W piątek (1 lutego) budowlańcy kopali rów na jednej z działek na zamojskim osiedlu. W pewnym momencie, na głębokości ok. 2-3 metrów koparka zahaczyła o coś twardego. Okazało się, że to pozostałości, prawdopodobnie po II wojnie światowej: fragmenty lufy i zamka karabinu, granat ręczny, a także kilkadziesiąt sztuk amunicji.
Zaalarmowano policję. Mundurowi zabezpieczyli teren i wezwali saperów z jednostki w Chełmie, którzy przejęli niewybuchy.

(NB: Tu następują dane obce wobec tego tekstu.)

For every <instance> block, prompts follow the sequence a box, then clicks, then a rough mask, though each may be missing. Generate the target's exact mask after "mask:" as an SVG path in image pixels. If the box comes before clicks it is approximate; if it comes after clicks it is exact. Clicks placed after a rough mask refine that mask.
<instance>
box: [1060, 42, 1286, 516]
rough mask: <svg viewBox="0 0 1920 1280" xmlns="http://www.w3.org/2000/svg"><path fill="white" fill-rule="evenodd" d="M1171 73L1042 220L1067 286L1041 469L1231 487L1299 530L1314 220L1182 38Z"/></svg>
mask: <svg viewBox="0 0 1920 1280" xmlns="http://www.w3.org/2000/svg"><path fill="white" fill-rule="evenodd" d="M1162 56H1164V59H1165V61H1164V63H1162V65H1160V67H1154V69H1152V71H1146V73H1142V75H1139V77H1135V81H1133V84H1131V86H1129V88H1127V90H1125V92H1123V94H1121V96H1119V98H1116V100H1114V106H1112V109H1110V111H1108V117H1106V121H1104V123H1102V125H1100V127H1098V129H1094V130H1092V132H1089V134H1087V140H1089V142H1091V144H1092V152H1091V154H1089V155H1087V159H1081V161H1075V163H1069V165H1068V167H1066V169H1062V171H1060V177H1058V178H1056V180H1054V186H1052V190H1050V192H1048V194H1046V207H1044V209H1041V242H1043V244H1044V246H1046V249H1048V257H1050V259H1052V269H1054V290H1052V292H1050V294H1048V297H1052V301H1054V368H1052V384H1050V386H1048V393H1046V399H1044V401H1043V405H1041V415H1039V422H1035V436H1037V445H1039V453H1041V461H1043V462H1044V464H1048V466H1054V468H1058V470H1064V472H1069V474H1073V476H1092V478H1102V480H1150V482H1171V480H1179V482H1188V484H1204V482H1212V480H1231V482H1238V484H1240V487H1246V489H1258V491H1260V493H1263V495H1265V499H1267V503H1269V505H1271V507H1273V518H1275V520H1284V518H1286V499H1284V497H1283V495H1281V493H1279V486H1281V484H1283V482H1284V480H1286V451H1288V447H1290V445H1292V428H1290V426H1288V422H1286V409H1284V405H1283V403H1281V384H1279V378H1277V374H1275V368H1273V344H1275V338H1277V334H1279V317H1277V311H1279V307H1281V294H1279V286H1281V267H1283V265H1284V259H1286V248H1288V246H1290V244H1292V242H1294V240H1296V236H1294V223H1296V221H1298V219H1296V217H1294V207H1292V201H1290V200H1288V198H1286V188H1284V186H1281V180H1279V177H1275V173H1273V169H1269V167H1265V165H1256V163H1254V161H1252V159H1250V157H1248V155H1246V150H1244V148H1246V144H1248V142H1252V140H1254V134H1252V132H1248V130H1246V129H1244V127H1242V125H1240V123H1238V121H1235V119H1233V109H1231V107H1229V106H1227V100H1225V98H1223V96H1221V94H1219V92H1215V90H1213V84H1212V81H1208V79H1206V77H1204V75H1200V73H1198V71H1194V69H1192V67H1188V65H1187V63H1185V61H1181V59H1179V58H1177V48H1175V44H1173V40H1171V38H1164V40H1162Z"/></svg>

– Pamiętajmy, że niewybuchy lub niewypały mogą być bardzo niebezpieczne. Dlatego też nie wolno ich przenosić, dotykać, czy też rozbrajać. O nietypowym znalezisku należy natychmiast powiadomić Policję, a miejsce odnalezienia niewybuchu zabezpieczyć przed dostępem do niego osób postronnych, nieświadomych zagrożenia. Pamiętajmy, że nawet stare, zardzewiałe, zalegające w ziemi pozostałości po wojnie mogą być bardzo niebezpieczne – podkreśla Dorota Krukowska-Bubiło, rzeczniczka Komendy Miejskiej Policji w Zamościu.